Startup ‘was fond of using pieces of discarded timber and wooden manufactured objects to create his sculptures, mixing abstraction with figurative allusions.’ (Norbert Lynton, Serpentine Gallery 1977). His interest in both classical form and the discarded remains of everyday life was visible in his work in the 1960s and 1970s, making him an early proponent of recycling in art.

==Legacy==
Startup's contribution to the British sculpture of his time was an eye for the discarded object, the ‘discarded memory’ and its creative potential. The collection of these objects (disparate sections of wood and furniture fragments, tools, domestic utensils, architectural details, printing flongs) as a ‘bank’ of future reference and linkage has been compared to how a poet might collect a sequence of disparate images before arriving at a final meaning, stimulated by their strangeness or unheimlich. This approach is also echoed by the works of his friends and associates, such as Howard Hodgkin, Eduardo Paolozzi and George Fullard, which can be seen in so much of what has been produced by subsequent generations of artists using the materiality and processes of our world today.

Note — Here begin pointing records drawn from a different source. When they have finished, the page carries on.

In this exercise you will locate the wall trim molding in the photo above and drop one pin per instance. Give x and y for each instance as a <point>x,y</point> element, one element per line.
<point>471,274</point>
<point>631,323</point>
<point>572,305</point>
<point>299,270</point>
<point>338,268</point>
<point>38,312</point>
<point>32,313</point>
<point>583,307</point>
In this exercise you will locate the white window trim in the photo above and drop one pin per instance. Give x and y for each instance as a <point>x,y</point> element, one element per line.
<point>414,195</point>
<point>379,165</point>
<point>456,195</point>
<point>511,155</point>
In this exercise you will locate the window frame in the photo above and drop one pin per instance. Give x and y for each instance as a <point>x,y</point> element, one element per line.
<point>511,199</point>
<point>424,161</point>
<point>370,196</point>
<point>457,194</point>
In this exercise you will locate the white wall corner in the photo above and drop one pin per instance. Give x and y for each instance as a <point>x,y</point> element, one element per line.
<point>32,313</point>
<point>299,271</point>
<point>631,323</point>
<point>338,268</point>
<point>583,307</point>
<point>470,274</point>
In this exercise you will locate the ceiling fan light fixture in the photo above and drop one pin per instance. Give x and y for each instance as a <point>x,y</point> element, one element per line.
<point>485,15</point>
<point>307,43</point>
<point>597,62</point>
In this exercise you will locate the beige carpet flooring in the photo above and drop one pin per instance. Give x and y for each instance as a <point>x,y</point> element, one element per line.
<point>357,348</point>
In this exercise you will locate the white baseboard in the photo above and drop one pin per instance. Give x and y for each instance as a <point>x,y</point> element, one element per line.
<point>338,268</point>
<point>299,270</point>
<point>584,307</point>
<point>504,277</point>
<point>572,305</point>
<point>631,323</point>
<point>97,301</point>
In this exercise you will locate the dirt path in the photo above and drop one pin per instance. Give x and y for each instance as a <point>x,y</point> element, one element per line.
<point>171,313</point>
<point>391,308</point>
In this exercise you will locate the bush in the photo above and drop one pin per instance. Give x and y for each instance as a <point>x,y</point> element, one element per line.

Startup's many retrospective exhibitions at the Serpentine Gallery (1977), Morley Gallery (1981), New Art Centre (1987), Yorkshire Sculpture Park (1995), the Poussin Gallery (2005, 2009) and The North House Gallery (2018) continued to show the remarkable range of his work during a short career: from his early bronzes to the metamorphic sculptures in wood and ceramic totemic columns, the final series of plaster and wood of ‘echoes and reflections’. Norbert Lynton's wrote in his posthumous tribute to Startup: ‘No one has played more subtly on our lust for finding the familiar in the strange.‘ (Guardian, 1977).

Examples of his sculptures are held in private and public collections including Portsmouth Museum And Art Gallery, Wakefield City Art Gallery, Middlesbrough Institute of Modern Art, Arts Council England, Tate Britain, London and the Art Gallery Of New South Wales, Sydney. The Tate Archive, London includes an archive of his papers, publications and photographs donated by the family.